What is indexing in regards to Google?

21 Jan

The indexing of your content by Google is determined by system algorithms that take into account user demand and quality checks. You can influence the Google indexing process by how you manage the discovery of your content, which relies on the URL of the page.

Without your pages’ URLs, our systems cannot crawl, index, and ultimately present your information in Search. This document introduces the notion of getting into the Google index by helping you decide how to manage discovery of your content by Google, which is the first step in the indexing process.

The basics of a search engine

Let’s start by looking at the absolute basics of what a search engine does. A search engine is an incredible piece of technology, but the workings of it come down to three main parts: crawling, indexing, and ranking. Crawling has to do with spidering the web and finding content, indexing with reading the pages and putting it in a database, and ranking with determining which page to rank for a specific user query.

Crawling

A search engine needs to discover content to add it to the big index. The process of doing that is called crawling as it is literally using robots to trail the web in search of new and updated content. These crawlers use links and sitemaps to find content that might be useful for users. After finding that content, the process of indexing begins. By improving your crawlability you can determine how well your site works with or against these robots.

Indexing

Indexing is about understanding the content and filing it in the proper place. After finding the content, Google has to read and understand it before they can put it in the right buckets. For this, it first must parse the page or, in other words, translate it in a computer language that it can understand. After that’s done, it renders the page — like a regular browser does — to discover the content and what it looks like. When that’s done, it uses the signals and information on that page to file it in the proper location inside Google’s index — a.k.a. the big filing cabinet.

Ranking

Lastly, a search engine has to have a way to rank the results based on a user query and present it in a proper way to the user in the SERPs. The ranking process consists of understanding the question the user is asking and retrieving the most relevant content fit to answer those questions. The ranking algorithms heavily influence this process and they have loads of variables to go on.

After finding the most relevant results, a search engine serves these to the user in a way that makes sense. This might be a regular spot in a SERP or something rich like a knowledge panel, or something local if the topic is locally oriented.

What is indexing at Google?

Indexing is the process of organizing data in a structured way with the goal of helping find the information quickly when asked for.
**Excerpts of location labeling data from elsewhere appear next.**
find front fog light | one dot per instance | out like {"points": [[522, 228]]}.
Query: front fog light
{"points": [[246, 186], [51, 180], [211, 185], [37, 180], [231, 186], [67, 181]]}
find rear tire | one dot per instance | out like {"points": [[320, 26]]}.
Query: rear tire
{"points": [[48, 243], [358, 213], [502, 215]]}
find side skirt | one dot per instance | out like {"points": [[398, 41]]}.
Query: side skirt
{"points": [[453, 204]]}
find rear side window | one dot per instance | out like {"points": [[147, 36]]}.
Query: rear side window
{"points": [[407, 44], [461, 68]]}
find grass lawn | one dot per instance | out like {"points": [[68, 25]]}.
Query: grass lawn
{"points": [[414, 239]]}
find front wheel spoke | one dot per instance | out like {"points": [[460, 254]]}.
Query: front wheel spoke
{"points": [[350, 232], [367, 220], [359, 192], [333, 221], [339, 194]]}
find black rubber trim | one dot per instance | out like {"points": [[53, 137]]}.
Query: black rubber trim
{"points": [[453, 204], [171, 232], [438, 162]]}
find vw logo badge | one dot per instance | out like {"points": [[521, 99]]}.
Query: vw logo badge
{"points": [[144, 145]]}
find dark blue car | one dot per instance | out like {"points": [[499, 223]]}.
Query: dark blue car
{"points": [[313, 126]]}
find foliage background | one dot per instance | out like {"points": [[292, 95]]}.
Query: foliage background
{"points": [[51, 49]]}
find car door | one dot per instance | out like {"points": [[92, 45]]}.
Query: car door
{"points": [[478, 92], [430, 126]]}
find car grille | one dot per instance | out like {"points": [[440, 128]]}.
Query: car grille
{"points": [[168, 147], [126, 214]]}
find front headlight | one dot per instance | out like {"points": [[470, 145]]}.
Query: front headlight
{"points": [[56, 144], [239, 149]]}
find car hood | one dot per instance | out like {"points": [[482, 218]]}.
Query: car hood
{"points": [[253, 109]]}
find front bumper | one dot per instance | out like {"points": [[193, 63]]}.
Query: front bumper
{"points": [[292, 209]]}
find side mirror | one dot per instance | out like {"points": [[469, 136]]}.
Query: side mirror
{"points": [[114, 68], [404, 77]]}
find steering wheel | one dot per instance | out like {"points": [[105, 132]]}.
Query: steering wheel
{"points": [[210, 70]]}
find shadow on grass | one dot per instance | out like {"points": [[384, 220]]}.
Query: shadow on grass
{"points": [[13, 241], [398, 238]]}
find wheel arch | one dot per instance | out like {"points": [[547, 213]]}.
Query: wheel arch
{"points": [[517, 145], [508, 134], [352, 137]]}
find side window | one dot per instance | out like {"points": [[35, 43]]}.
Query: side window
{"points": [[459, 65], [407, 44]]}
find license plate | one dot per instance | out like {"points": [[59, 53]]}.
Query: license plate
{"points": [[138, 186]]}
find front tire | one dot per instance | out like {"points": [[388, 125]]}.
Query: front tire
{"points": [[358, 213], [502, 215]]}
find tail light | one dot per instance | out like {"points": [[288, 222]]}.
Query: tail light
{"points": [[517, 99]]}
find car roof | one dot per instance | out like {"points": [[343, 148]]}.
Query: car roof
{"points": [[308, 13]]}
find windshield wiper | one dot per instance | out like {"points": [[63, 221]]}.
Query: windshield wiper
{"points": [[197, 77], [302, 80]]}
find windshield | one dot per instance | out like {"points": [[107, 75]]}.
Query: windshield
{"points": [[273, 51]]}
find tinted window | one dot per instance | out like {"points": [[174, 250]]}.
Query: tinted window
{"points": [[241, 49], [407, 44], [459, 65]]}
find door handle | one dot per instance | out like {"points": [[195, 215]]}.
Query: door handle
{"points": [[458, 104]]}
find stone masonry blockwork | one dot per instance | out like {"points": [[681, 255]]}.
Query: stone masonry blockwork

Search engines crawl millions of pages, extract the data and put that data in a big bin called the index. Without a proper, highly-optimized index, search engines would have no way for their algorithms to quickly extract the relevant content.

The process of indexing has a couple of steps. After discovering a piece of content during the crawling process, a parser is going to look at it and determine what it is. The parser recognizes structural elements like titles, links, headings, and more. It also identifies the text and tries to connect words to topics and entities. During parsing, it might encounter errors that make it hard for the parser to fully understand the page.

If the page does translate well, the system will use a browser and try to render it to see a more accurate picture of the content, the design, and the user experience. All these factors determine how a search engine sees and values your site. All of this influences your performance in search.

After reading the page, the contents — text, images, videos et cetera — will be analyzed and classified in the index. The data will be sorted and weighted to determine relevancy. For that, Google uses an inverted index to map all the words to the place in the index, making them easier to discover during the ranking process.

How to get indexed by Google

Found that your website or web page isn’t indexed in Google? Try this:

Go to Google Search Console
Navigate to the URL inspection tool
Paste the URL you’d like Google to index into the search bar.
Wait for Google to check the URL
Click the “Request indexing” button

This process is good practice when you publish a new post or page. You’re effectively telling Google that you’ve added something new to your site and that they should take a look at it.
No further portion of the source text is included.